“What’s going on?” he asked.

“Apparently not a single one of the seventy-five Venezuelans who were picked in the Casting of Lots has actually been sent into space,” she said.

“You know that the overall ratio has ended up being something like one in twenty,” Doob said. Meaning that for every twenty candidates chosen in the worldwide Casting of Lots and brought to the training centers, only one had found a place up here in the Cloud Ark. Not a figure to be proud of. But it was the best they’d been able to do, and they hoped to bring the number down to more like one in fifteen, or even one in ten, with a last-minute surge of launches.

“Yes. And the Venezuelans know that too.
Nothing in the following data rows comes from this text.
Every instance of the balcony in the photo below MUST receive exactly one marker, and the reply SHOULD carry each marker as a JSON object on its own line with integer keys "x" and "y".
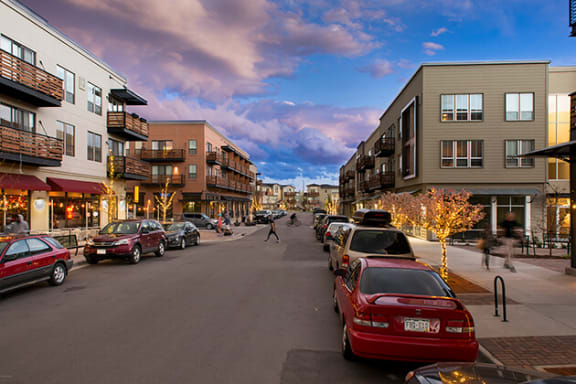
{"x": 161, "y": 155}
{"x": 128, "y": 168}
{"x": 29, "y": 83}
{"x": 382, "y": 181}
{"x": 384, "y": 147}
{"x": 173, "y": 180}
{"x": 29, "y": 148}
{"x": 128, "y": 126}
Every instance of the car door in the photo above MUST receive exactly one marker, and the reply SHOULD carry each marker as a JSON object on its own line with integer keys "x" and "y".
{"x": 16, "y": 266}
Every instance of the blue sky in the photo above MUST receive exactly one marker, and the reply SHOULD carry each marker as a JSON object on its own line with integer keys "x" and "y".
{"x": 299, "y": 83}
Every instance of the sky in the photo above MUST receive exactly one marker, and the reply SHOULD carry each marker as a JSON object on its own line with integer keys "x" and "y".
{"x": 299, "y": 83}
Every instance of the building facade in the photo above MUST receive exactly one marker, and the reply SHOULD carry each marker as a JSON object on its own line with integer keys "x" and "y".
{"x": 204, "y": 170}
{"x": 460, "y": 126}
{"x": 63, "y": 119}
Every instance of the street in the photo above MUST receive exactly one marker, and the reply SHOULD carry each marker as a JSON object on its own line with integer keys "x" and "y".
{"x": 243, "y": 311}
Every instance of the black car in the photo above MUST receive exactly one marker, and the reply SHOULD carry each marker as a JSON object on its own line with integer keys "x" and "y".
{"x": 181, "y": 234}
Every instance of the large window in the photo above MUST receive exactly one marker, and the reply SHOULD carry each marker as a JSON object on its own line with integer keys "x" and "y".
{"x": 519, "y": 106}
{"x": 468, "y": 107}
{"x": 462, "y": 153}
{"x": 17, "y": 118}
{"x": 94, "y": 147}
{"x": 68, "y": 83}
{"x": 94, "y": 99}
{"x": 519, "y": 147}
{"x": 66, "y": 133}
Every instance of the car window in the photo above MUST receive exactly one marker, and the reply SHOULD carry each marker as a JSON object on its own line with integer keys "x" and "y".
{"x": 380, "y": 242}
{"x": 403, "y": 281}
{"x": 18, "y": 249}
{"x": 37, "y": 246}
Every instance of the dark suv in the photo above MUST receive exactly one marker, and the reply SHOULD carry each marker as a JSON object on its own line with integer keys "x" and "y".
{"x": 127, "y": 240}
{"x": 28, "y": 259}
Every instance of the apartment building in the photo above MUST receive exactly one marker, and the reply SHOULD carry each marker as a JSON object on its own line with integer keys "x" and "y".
{"x": 192, "y": 159}
{"x": 460, "y": 126}
{"x": 63, "y": 118}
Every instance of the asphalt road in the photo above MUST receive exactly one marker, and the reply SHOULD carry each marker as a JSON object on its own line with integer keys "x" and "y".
{"x": 243, "y": 311}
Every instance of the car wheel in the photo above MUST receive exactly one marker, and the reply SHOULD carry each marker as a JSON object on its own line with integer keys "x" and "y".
{"x": 346, "y": 348}
{"x": 136, "y": 255}
{"x": 161, "y": 249}
{"x": 58, "y": 274}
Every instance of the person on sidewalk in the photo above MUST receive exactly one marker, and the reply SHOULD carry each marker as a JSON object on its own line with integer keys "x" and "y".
{"x": 272, "y": 230}
{"x": 510, "y": 235}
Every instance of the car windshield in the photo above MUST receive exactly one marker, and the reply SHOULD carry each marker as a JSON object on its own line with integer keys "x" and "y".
{"x": 126, "y": 228}
{"x": 403, "y": 281}
{"x": 380, "y": 242}
{"x": 174, "y": 226}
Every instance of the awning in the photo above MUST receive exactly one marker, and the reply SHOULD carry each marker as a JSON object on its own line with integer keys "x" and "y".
{"x": 27, "y": 182}
{"x": 65, "y": 185}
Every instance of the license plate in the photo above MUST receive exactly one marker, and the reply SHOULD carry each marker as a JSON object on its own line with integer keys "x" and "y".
{"x": 417, "y": 325}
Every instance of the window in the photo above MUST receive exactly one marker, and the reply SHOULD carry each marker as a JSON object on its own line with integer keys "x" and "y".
{"x": 94, "y": 99}
{"x": 68, "y": 83}
{"x": 469, "y": 107}
{"x": 192, "y": 171}
{"x": 66, "y": 133}
{"x": 519, "y": 106}
{"x": 519, "y": 147}
{"x": 462, "y": 153}
{"x": 18, "y": 50}
{"x": 192, "y": 147}
{"x": 94, "y": 147}
{"x": 17, "y": 118}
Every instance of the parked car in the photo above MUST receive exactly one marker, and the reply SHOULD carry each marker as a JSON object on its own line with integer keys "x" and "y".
{"x": 372, "y": 235}
{"x": 29, "y": 259}
{"x": 128, "y": 240}
{"x": 200, "y": 220}
{"x": 326, "y": 221}
{"x": 480, "y": 373}
{"x": 181, "y": 234}
{"x": 399, "y": 309}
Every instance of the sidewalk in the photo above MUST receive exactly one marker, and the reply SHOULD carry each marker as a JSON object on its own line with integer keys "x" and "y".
{"x": 541, "y": 327}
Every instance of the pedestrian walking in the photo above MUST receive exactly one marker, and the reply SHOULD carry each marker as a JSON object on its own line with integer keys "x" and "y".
{"x": 272, "y": 230}
{"x": 510, "y": 235}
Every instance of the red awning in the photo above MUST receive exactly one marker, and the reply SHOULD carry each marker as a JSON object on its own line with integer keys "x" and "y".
{"x": 27, "y": 182}
{"x": 65, "y": 185}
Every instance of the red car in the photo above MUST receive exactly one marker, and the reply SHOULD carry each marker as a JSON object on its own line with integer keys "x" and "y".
{"x": 128, "y": 240}
{"x": 400, "y": 309}
{"x": 29, "y": 259}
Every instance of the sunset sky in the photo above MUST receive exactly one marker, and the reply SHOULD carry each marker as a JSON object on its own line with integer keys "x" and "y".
{"x": 297, "y": 83}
So they’re saying that three or four of their seventy-five ought to have made it up here by now.”

“Statistically, that is not a valid—”

“These people do not look like statisticians.”

“Politics.” Doob sighed.

Luisa chuckled. “I hear you, sugar. I’m not gonna say you’re wrong. But I have to warn you that this is the word—‘politics’—that nerds use whenever they feel impatient about the human realities of an organization.”

“And I’ve been in enough faculty meetings at Caltech to know how right you are,” Doob said. “But I meant it in a different way. The way that the Venezuelans ran their selection program was overtly political. In most countries they took the Casting of Lots idea with a grain of salt. There was a random element, yes—but they also filtered for ability. The Venezuelans chose not to do that. So, they ended up sending in kids from the boondocks, truly chosen at random. Many of whom had fine personal qualities. If I had my way, we’d get some of them up here. But I’m not the one who is choosing. The people who are, are choosing on the basis of math ability and things like that. So it makes me sad that other people are in line ahead of the Venezuelans, but it doesn’t surprise me.”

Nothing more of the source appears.